E all’estero cosa succede? Quei prodotti così in crescita in Italia volano anche oltreconfine?
“C’è un ampio mercato internazionale, ma lì si entra nelle logiche delle singole aziende, è tutto nelle loro mani e fare un bilancio generale è complesso”.
DOP e IGP non significa solo gusto, ma anche cultura italiana. È questo un claim che funziona ancora? La gente lo comprende davvero o è solo un richiamo commerciale?
“Si tratta di un elemento determinante, evidenziare il rapporto che ogni prodotto DOP e IGP ha con il proprio territorio e quindi con i saperi di quel luogo è favorevole per tutti e reale. E poi non dimentichiamoci che i prodotti riconosciuti devono essere certificati da enti terzi e quindi imparziali”.

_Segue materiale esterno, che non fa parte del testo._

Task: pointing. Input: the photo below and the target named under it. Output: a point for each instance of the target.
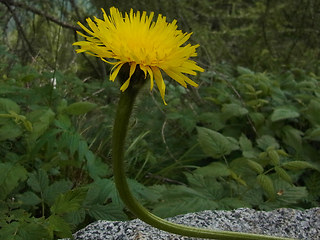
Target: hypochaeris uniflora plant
(141, 49)
(136, 40)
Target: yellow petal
(159, 82)
(116, 71)
(126, 84)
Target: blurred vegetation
(247, 137)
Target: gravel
(282, 222)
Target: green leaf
(54, 190)
(75, 217)
(312, 113)
(284, 112)
(29, 198)
(10, 176)
(215, 169)
(80, 108)
(96, 168)
(38, 181)
(274, 157)
(233, 110)
(244, 71)
(297, 165)
(267, 185)
(283, 174)
(7, 105)
(267, 141)
(10, 131)
(59, 226)
(257, 118)
(214, 144)
(41, 120)
(292, 137)
(313, 134)
(246, 147)
(110, 212)
(255, 166)
(69, 201)
(33, 231)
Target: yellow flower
(137, 40)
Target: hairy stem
(120, 129)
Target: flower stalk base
(120, 129)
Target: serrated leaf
(7, 105)
(110, 212)
(283, 174)
(96, 168)
(297, 165)
(59, 226)
(284, 112)
(245, 143)
(80, 108)
(246, 147)
(215, 144)
(313, 134)
(41, 120)
(312, 113)
(255, 166)
(215, 169)
(233, 110)
(29, 198)
(10, 176)
(267, 141)
(99, 191)
(257, 118)
(38, 181)
(75, 217)
(267, 185)
(10, 131)
(238, 178)
(54, 190)
(69, 201)
(292, 136)
(244, 71)
(32, 231)
(274, 157)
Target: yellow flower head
(137, 40)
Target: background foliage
(247, 137)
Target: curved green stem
(123, 113)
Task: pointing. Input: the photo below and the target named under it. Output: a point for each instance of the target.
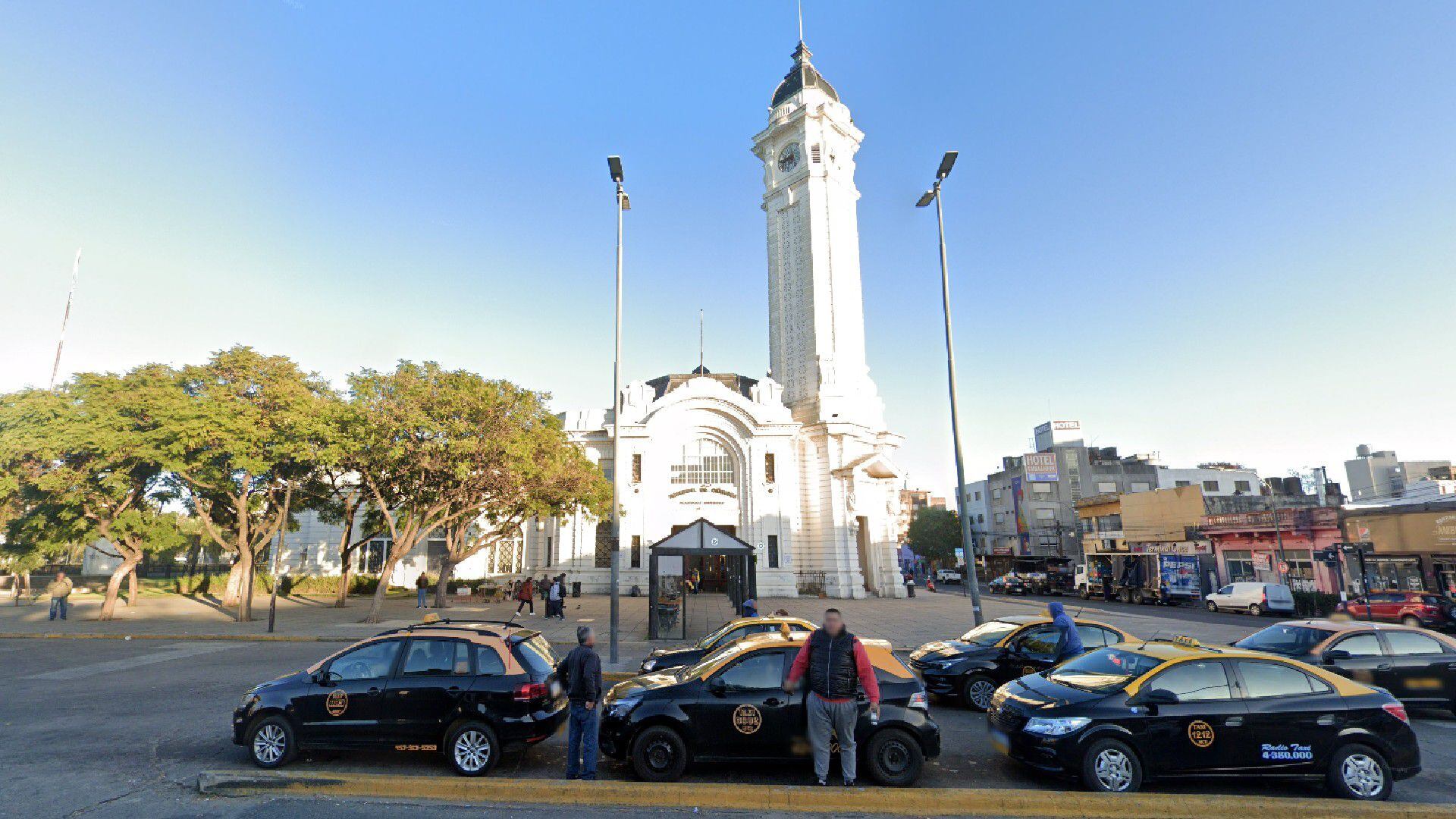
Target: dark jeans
(582, 741)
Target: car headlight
(622, 707)
(1056, 726)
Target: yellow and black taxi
(664, 659)
(731, 706)
(1416, 665)
(996, 651)
(1128, 713)
(462, 689)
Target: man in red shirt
(837, 667)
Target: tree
(237, 431)
(935, 534)
(80, 469)
(441, 447)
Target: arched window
(704, 461)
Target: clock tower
(816, 309)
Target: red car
(1408, 608)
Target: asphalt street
(101, 726)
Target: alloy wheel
(1362, 774)
(472, 751)
(270, 744)
(1114, 770)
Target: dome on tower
(804, 74)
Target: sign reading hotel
(1040, 466)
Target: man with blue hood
(1069, 643)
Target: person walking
(837, 667)
(1069, 643)
(582, 672)
(60, 591)
(526, 596)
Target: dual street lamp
(967, 541)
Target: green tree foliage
(449, 449)
(77, 468)
(235, 433)
(935, 534)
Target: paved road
(96, 727)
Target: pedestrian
(1069, 643)
(60, 591)
(837, 667)
(554, 601)
(526, 596)
(582, 672)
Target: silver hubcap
(1363, 774)
(268, 744)
(982, 694)
(472, 751)
(1114, 770)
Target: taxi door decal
(1200, 733)
(747, 719)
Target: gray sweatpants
(839, 717)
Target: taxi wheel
(1359, 771)
(977, 691)
(270, 742)
(1111, 767)
(658, 755)
(472, 749)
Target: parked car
(1414, 665)
(1008, 585)
(1254, 598)
(1407, 608)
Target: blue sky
(1216, 231)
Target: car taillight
(529, 691)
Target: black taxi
(664, 659)
(1126, 713)
(462, 689)
(731, 706)
(976, 664)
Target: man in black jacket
(582, 672)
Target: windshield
(1106, 670)
(1288, 640)
(989, 632)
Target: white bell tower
(816, 309)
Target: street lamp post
(615, 168)
(967, 541)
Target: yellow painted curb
(912, 802)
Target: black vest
(832, 665)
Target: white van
(1254, 598)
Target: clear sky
(1216, 231)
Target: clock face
(789, 158)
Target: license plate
(999, 741)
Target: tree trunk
(443, 588)
(378, 602)
(108, 607)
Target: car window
(1277, 679)
(488, 661)
(758, 670)
(1411, 643)
(366, 662)
(1194, 681)
(436, 657)
(1360, 646)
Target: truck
(1169, 579)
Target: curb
(909, 802)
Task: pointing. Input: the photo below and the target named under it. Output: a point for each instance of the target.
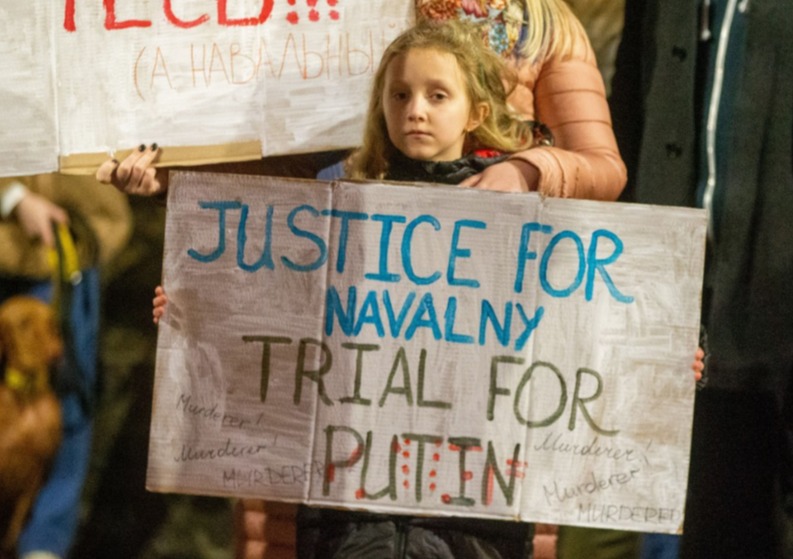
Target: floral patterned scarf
(501, 21)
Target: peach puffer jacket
(567, 94)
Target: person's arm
(566, 94)
(34, 213)
(136, 173)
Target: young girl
(438, 112)
(557, 83)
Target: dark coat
(749, 275)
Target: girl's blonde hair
(488, 80)
(550, 26)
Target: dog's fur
(30, 415)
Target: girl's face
(426, 105)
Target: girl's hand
(159, 302)
(699, 364)
(35, 215)
(512, 175)
(263, 529)
(136, 174)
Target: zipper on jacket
(713, 107)
(401, 538)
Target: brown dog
(30, 415)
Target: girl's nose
(416, 109)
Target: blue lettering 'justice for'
(421, 310)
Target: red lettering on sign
(112, 23)
(170, 16)
(223, 18)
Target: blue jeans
(54, 519)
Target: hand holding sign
(136, 173)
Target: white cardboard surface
(95, 77)
(338, 349)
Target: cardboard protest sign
(427, 349)
(229, 79)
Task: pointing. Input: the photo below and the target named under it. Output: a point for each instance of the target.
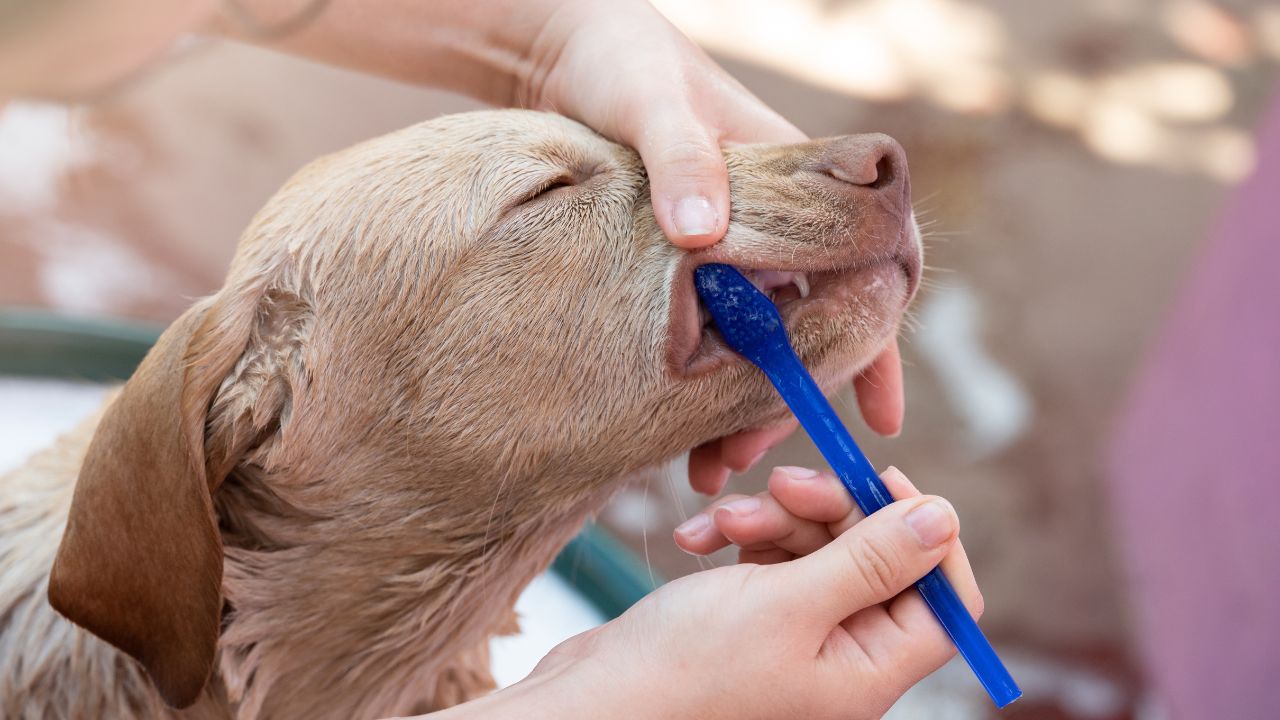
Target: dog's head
(476, 300)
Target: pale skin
(814, 623)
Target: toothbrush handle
(818, 418)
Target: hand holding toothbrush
(813, 624)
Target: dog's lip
(695, 350)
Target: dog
(434, 356)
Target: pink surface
(1196, 470)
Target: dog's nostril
(871, 162)
(885, 173)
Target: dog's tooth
(801, 282)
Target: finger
(920, 645)
(812, 495)
(769, 556)
(707, 473)
(741, 451)
(955, 565)
(699, 534)
(760, 523)
(688, 180)
(880, 392)
(871, 563)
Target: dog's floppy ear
(141, 561)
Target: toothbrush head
(746, 318)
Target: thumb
(688, 180)
(872, 561)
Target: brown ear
(141, 561)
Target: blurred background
(1070, 160)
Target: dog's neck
(382, 609)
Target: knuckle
(877, 565)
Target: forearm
(570, 692)
(485, 49)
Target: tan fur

C’è una sfida che state combattendo per migliorare ulteriormente il già florido comparto di DOP e IGP?
“Sì ed è delicata perché riguarda la sostenibilità. Ormai, giustamente, non si può più pensare di lavorare senza tenere come faro questo principio anche se le aziende che producono Dop e Igp sono già sulla strada giusta perché rispettano, appunto, il territorio in modo tradizionale e attento. Bisogna però migliorare ancora sull’aspetto del mero rispetto dell’ambiente che vuol dire rispetto per gli allevamenti, riduzione delle emissioni, gestione del territorio”.
In chiusura il tema delle etichette tanto discusso in Europa. Come è possibile che l’enogastronomia italiana venga messa sotto accusa? A che punto siamo col dibattito?
“La discussione è a livello comunitario e c’è una forte opposizione tra chi vuole spingere il cosiddetto Nutriscore (che boccia la Dieta mediterranea ndr.) e chi invece ne contesta le modalità con le quali è stato pensato. Noi riteniamo che sia fortemente sbagliata quella classificazione perché non valuta il ruolo che ogni alimento ha se inserito in una corretta dieta. E poi c’è un problema “tecnico” di quantità: ogni riferimento è sui 100 grammi, ma questo non può essere adattato ad ogni prodotto perché di alcuni se ne mangia molto di più e di altri molto di meno. Il motivo della discussione è di tipo commerciale e politico.. al momento non ci sono tappe future che possano cambiare le cose e fare più chiarezze anche perché molto viene inserito nel macro tema del Green Deal”.